Arachne was the daughter of Idmon, and lived in the Greek city of Colophon in Lydia (the western part of modern-day Turkey). She was a fine weaver and dyer, but unfortunately she was also a very self-important and conceited young lady, and claimed that she was a better weaver than Athene.

Athene was, amongst her other attributes and responsibilities, the goddess of weaving, and she was naturally angered by Arachne's declaration. She confronted Arachne in the guise of an elderly crone and warned her of the danger of offending the gods.

Arachne, however, declined to heed the warning. She mocked the old woman, and announced that she would willingly compete with Athene in weaving at any time.

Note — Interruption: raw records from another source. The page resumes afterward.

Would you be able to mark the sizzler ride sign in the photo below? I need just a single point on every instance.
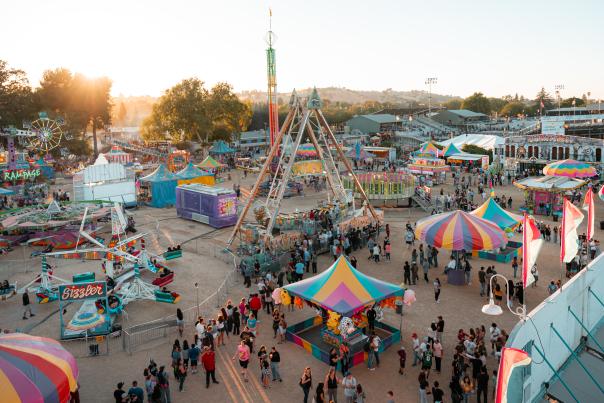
(20, 174)
(75, 292)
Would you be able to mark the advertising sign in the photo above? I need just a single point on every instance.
(82, 291)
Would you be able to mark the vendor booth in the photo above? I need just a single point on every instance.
(192, 174)
(341, 295)
(207, 204)
(544, 195)
(158, 189)
(105, 181)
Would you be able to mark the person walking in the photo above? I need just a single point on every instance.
(306, 383)
(27, 306)
(275, 359)
(437, 287)
(208, 359)
(331, 380)
(349, 383)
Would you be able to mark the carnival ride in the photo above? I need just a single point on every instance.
(302, 120)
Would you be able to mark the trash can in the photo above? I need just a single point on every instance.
(399, 306)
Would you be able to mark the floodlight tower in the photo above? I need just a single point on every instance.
(273, 110)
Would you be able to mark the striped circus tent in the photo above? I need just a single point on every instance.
(458, 230)
(35, 369)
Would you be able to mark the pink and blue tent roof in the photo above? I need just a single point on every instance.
(358, 152)
(343, 289)
(191, 172)
(220, 147)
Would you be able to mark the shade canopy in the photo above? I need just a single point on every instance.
(191, 172)
(343, 289)
(209, 163)
(35, 369)
(458, 230)
(161, 174)
(220, 147)
(430, 148)
(451, 150)
(493, 212)
(570, 169)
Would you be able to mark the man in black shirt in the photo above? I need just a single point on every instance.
(437, 393)
(371, 318)
(483, 384)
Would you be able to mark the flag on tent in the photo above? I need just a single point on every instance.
(531, 245)
(511, 358)
(588, 205)
(571, 218)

Athene dropped her disguise and the contest was under way. Athene's tapestry showed her victory over Poseidon, while Arachne's work focussed on Zeus; his seduction of Leda, his seduction of Europa, his seduction of Danae. Athene had to concede that Arachne's work was superb, but the young woman's outrageous choice of subject and disrespect to the father of the gods infuriated her; she lashed out at the tapestry and loom, tearing it apart and striking Arachne on the head.

Arachne realised then just how foolish she had been to behave with such impertinence and impiety towards the gods, and hung herself in remorse.

Athene took pity on the silly young woman and, sprinkling her body with aconite, turned her into a spider, from whence we get the word arachnids as the class-name for the spider family.



Arachne and Athene. Painting by Jean-Jacques-Francois LeBarbier

 Athene's Contest with Poseidon

Cecrops, the first king of Athens, wanted to find a patron god for his city. Two gods were particularly interested, Poseidon and Athene. Cecrops asked them to each produce a gift for his city.

Poseidon struck the ground with his trident, and a sparkling stream appeared. The water, however, proved brackish, and barely drinkable.

Athene then stepped forth, stuck her spear in the ground, and produced the olive tree as a symbol of peace and prosperity.

Cecrops declared Athene the winner of the contest, and named his city after her.

Poseidon was mightily displeased and cursed Athens with a shortage of water. Athens has suffered from water supply problems since that time.